Howard Wheeldon, senior strategist at BGC Brokers, lamented that the G20 package would not scoop the global economy out of recession – but could help prevent a deeper depression.

The G20 closing statement was "nothing that really softens the blow of recession – but perhaps some things that stops it moving to depression," he said.

The Group of 20 industrialised and developing nations will provide more USD 1 trillion (EUR 744 billion) of new resources for the International Monetary Fund and other global finance bodies.

There will be some USD 500 billion of funding, USD 250 billion in special drawing rights and USD 250 billion in trade credit.

G20 leaders want the extra cash to boost liquidity and help embattled countries – particularly in crisis-hit eastern Europe – through the global recession.

The new G20 measures unveiled Thursday will see secretive tax havens named and shamed, new rules on corporate pay, major reforms to the IMF and World Bank, a new push to pass free trade rules and the sale of huge gold reserves to help poor countries.

"G20 leaders have pushed forward on most key areas, promising to do whatever is necessary to restore global growth," said IHS Global Insight economist Jan Rudolph.

"The biggest surprise was the huge increase in IMF resources to around USD 1.0 trillion, which will go a long way to supporting financial stability in the developing world."

British Prime Minister Gordon Brown, hosting the summit, meanwhile boasted that the G20 will have spent USD 5.0 trillion by the end of 2010 on fiscal expansion in a bid to boost their battered economies.

And he insisted that the G20 were all agreed on doing whatever is needed to return the global economy to healthy growth.

"The issues that people thought divided us did not divide us at all. There was substantial agreement to do whatever is necessary to return to growth," Brown said.

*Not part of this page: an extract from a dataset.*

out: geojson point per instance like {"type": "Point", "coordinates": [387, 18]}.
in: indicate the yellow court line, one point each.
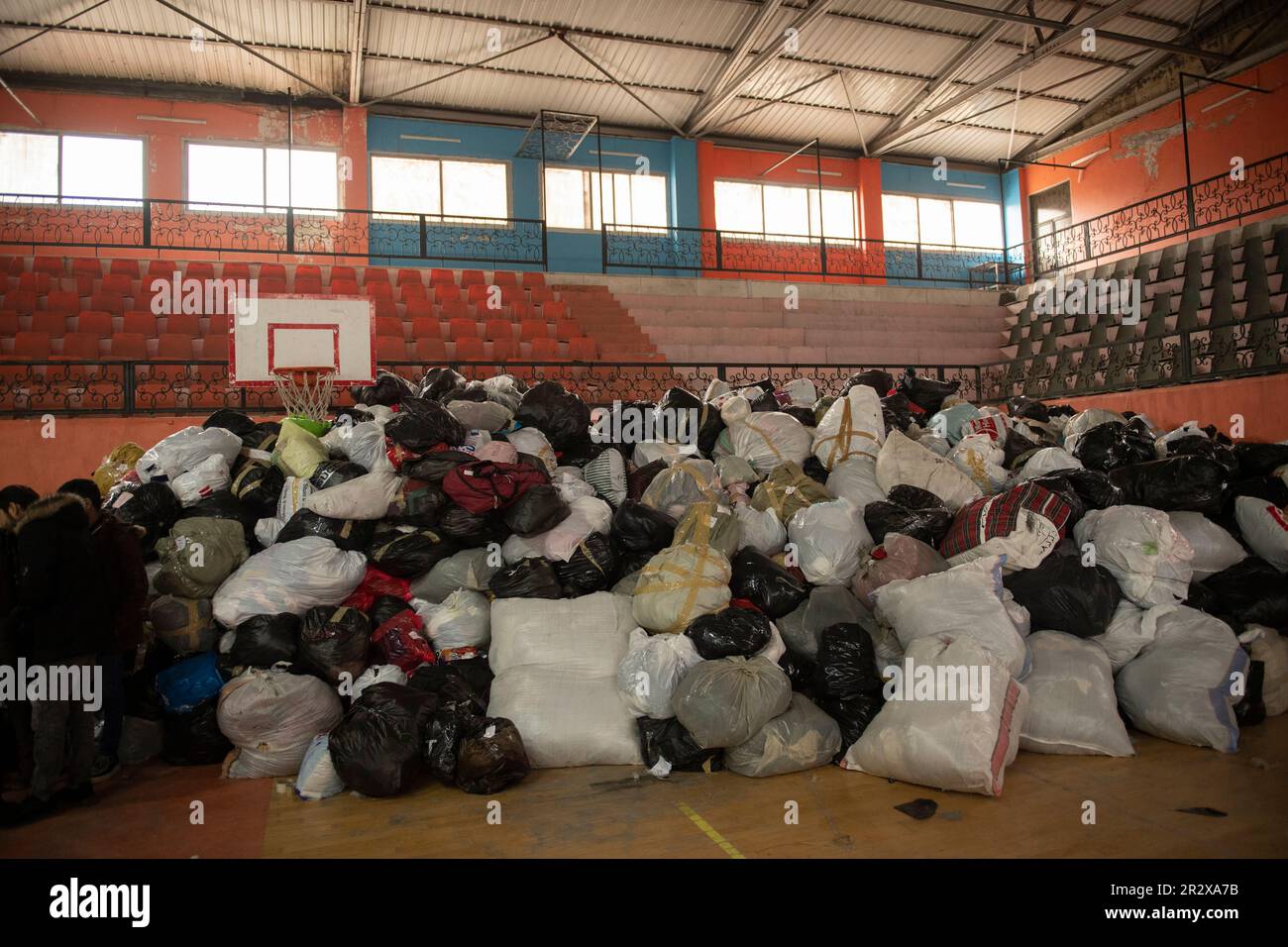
{"type": "Point", "coordinates": [711, 832]}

In the run-up to Thursday, the United States and Britain had pushed for bigger stimulus spending – but it failed to materialise.

Nevertheless, VTB Capital analyst Andrey Kryuchenkov said that the IMF funding boost would help lift the struggling world economy.

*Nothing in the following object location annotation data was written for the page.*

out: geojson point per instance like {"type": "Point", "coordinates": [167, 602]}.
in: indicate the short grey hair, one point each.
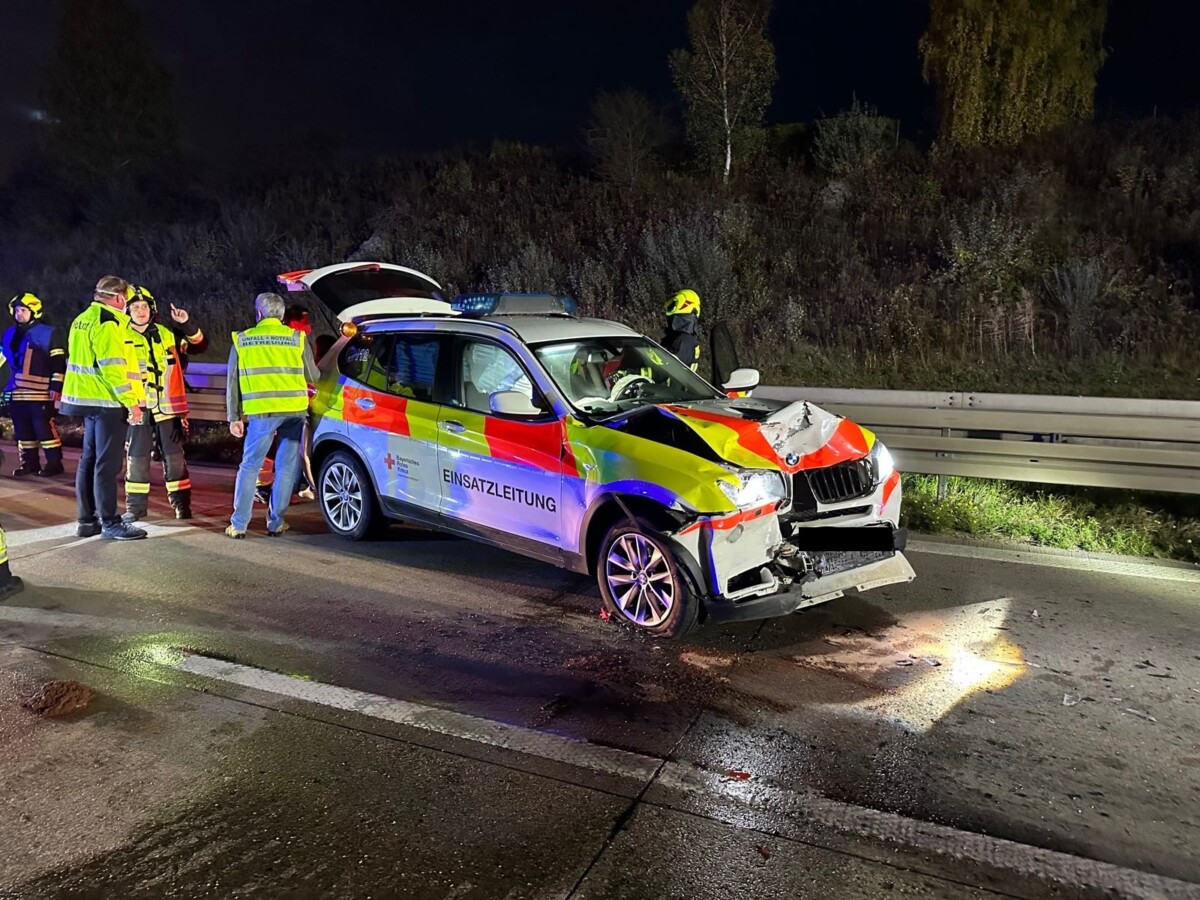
{"type": "Point", "coordinates": [269, 306]}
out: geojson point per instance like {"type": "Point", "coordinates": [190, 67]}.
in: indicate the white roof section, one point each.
{"type": "Point", "coordinates": [539, 329]}
{"type": "Point", "coordinates": [315, 275]}
{"type": "Point", "coordinates": [394, 306]}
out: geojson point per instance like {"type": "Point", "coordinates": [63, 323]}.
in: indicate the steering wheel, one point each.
{"type": "Point", "coordinates": [629, 387]}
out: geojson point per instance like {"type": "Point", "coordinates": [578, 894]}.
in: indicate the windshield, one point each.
{"type": "Point", "coordinates": [604, 376]}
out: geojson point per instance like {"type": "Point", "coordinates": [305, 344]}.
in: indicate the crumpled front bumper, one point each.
{"type": "Point", "coordinates": [790, 598]}
{"type": "Point", "coordinates": [753, 571]}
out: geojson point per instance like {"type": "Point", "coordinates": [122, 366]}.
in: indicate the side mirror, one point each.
{"type": "Point", "coordinates": [513, 403]}
{"type": "Point", "coordinates": [741, 383]}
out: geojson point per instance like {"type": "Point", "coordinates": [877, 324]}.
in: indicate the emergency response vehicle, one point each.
{"type": "Point", "coordinates": [510, 420]}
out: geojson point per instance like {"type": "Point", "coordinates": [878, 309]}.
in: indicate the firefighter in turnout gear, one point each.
{"type": "Point", "coordinates": [161, 351]}
{"type": "Point", "coordinates": [36, 357]}
{"type": "Point", "coordinates": [105, 385]}
{"type": "Point", "coordinates": [682, 335]}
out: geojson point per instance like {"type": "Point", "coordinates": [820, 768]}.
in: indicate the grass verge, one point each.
{"type": "Point", "coordinates": [1133, 523]}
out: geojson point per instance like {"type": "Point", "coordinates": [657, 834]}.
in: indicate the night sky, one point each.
{"type": "Point", "coordinates": [413, 77]}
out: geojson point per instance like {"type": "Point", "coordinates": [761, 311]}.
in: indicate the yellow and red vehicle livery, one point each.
{"type": "Point", "coordinates": [767, 507]}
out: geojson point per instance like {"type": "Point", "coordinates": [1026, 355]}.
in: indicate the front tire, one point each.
{"type": "Point", "coordinates": [347, 498]}
{"type": "Point", "coordinates": [642, 583]}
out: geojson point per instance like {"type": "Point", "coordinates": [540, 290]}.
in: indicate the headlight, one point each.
{"type": "Point", "coordinates": [882, 462]}
{"type": "Point", "coordinates": [754, 487]}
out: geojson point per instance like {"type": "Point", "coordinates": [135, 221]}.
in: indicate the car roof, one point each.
{"type": "Point", "coordinates": [531, 329]}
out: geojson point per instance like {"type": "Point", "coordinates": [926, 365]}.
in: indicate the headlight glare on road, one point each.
{"type": "Point", "coordinates": [754, 487]}
{"type": "Point", "coordinates": [882, 462]}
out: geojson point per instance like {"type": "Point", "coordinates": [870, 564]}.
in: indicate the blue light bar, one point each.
{"type": "Point", "coordinates": [515, 305]}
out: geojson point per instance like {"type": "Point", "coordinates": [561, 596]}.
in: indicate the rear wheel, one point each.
{"type": "Point", "coordinates": [347, 498]}
{"type": "Point", "coordinates": [641, 582]}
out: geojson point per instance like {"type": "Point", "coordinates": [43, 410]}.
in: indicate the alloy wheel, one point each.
{"type": "Point", "coordinates": [640, 580]}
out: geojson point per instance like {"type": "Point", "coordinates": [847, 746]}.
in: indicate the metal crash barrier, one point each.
{"type": "Point", "coordinates": [1098, 442]}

"In the long run it is a positive development and would help global economic recovery," Kryuchenkov said.

"Some of this money could potentially filter through to eastern Europe, which should help to limit the economic fallout in eurozone and speed up the industrial recovery in Europe."

On a downbeat note, Rudolph said that the G20 communique failed to address the issue of purging the financial system of the toxic or high-risk assets that lay at the heart of the credit crunch.

"The weakest point of the deal is a lack of detail of how to deal with the urgent issue of cleansing banks of toxic assets, a problem that continues to choke the financial system and hamper credit flows," Rudoplh said.

"Without fixing the banks, a sustainable economic recovery is not possible.

"These matters, whilst recognised, have been left for individual countries to manage, but with no clear convincing road map yet formulated to restore a healthy banking system."